The French philosopher also commented on the EU’s preconditions and necessary reforms which Bosnia must undertake before becoming an EU member state saying too much and that no other country had to undergo such scrutiny.

When asked whether Bosnian Muslims could be a problem for Europe, Levy said this might be so, but that this would be a big mistake and a misunderstanding on EU’s behalf.

“Europe will live with Muslims, forever. It’s a fact,” he stressed.

According to him, Bosnia is interesting because it is home to democratic Islam, an enlightened Islam, an Islam that respects human rights and secularism.

“The big mistake for Europe is not to admit this area of the world and of the spirit in itself. It would have changed a lot of things. It would have put in minority the radical Muslims, it could have shown to all Muslims in Europe what is a possible democratic Islam,” Levy said for N1.

This would also show that Europe is against radicalism but not against Islam, that it is against fascism, but not against the Qur’an, he said.

Zukic mentioned that Levy is well respected in Sarajevo and much of the country, but not so much in Serbia where many politicians and intellectuals accuse him of being one of the biggest advocates of NATO intervention during the Balkan wars in the ’90s to which the French intellectual said he never asked for the bombing or Serbia or punishing of Serbs – he just wanted for the former Serbian President Slobodan Milosevic to be stopped.

“I asked for this since the beginning of the war in Bosnia and then during the Serb attacks on Muslims of Kosovo – I said that the arm of Milosevic had to be stopped by any means. If possible by diplomacy, if not then by force,” he said. “And I don’t regret it, but it does not mean that I’m not the friend of the Serbian people.”
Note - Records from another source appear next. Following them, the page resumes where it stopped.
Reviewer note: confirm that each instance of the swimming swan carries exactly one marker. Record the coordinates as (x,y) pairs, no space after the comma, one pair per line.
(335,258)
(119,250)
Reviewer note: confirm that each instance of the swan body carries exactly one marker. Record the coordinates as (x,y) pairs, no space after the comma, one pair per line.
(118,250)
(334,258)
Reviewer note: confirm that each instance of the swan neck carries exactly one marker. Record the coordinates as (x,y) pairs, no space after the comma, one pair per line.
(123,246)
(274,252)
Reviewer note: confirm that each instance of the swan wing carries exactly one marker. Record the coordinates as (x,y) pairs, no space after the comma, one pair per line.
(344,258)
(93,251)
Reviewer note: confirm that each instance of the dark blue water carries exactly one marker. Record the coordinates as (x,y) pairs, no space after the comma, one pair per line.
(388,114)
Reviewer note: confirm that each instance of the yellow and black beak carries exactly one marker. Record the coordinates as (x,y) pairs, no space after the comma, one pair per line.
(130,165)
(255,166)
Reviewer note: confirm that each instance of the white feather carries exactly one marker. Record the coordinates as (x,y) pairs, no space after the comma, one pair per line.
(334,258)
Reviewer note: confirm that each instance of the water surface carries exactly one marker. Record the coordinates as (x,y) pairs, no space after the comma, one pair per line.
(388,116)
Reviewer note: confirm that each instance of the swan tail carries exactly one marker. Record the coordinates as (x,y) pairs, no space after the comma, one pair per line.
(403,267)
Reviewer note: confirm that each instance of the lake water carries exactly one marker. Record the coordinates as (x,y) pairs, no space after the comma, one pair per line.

Speaking about the Dayton Peace Agreement that ended the war in Bosnia, Levy said it was a lousy agreement from the beginning.

“Dayton was made not to have peace in the Balkans, but to for America to be in peace. ‘We make Dayton, we give them the keys of the mess, and we go away’,” he told N1.

He added that the Dayton Peace Agreement is an absolute category because it is the best was for them “not to hear any longer about these troublemakers in the Balkans, and especially the Bosniaks.”

N1’s Zukic asked Levy to comment on the newly formed commissions to probe the events that led to the Srebrenica genocide in 1995, when Bosnian Serb forces entered the UN’s protected zone of Srebrenica and killed more than 8,000 Bosniak men and boys in the course of several days, and the crimes against Serbs in Sarajevo.

“what I believe as a Jew, as a Frenchman, as a scholar is that revisionism, negationism, negating genocide is like the crime committed twice, and nothing for me is more insufferable, impossible to stand and to keep in mind that this idea of negating genocide. I hate this idea, and I will never lend my credit to any attempt of this sort,” Levi pointed out. “What you need is probably a real commission or symposium of experts on genocide. Independent, not linked with any foreign interest, analysing the situation very clearly and making the truth forever.”

Asked if Bosnia needs this, since international court verdicts proving genocide took place in Srebrenica in 1995, already exist, Levy said they are not enough.

“You have to engrave that in the marble, not only in international law. But what I would like is a summit of truth that would be held in Sarajevo, gathering some scholars, academics an specialists from all over the world, taking the time to study and finding the truth once and forever – without any possibility of denial.”

The period they would study would be from 1992 to 1995, he pointed out.

Since Levy is an outspoken critic of the Russian President Vladimir Putin, Zukic asked for his opinion on Putin’s support to Serbia and Bosnia’s Serb-dominated region of Republika Srpska, to which Levy said that the Bosnian Serb leader Milorad Dodik is just another puppet in line of Putin’s puppets in the world. These are also Hungary’s Viktor Orban, France’s Marine Le Pen and Italy’s Matteo Salvini, he noted, adding all these people are but Putin’s clones in Western Europe.

However, Levy concluded that Europe is strong enough to resist the latest wave of nationalism.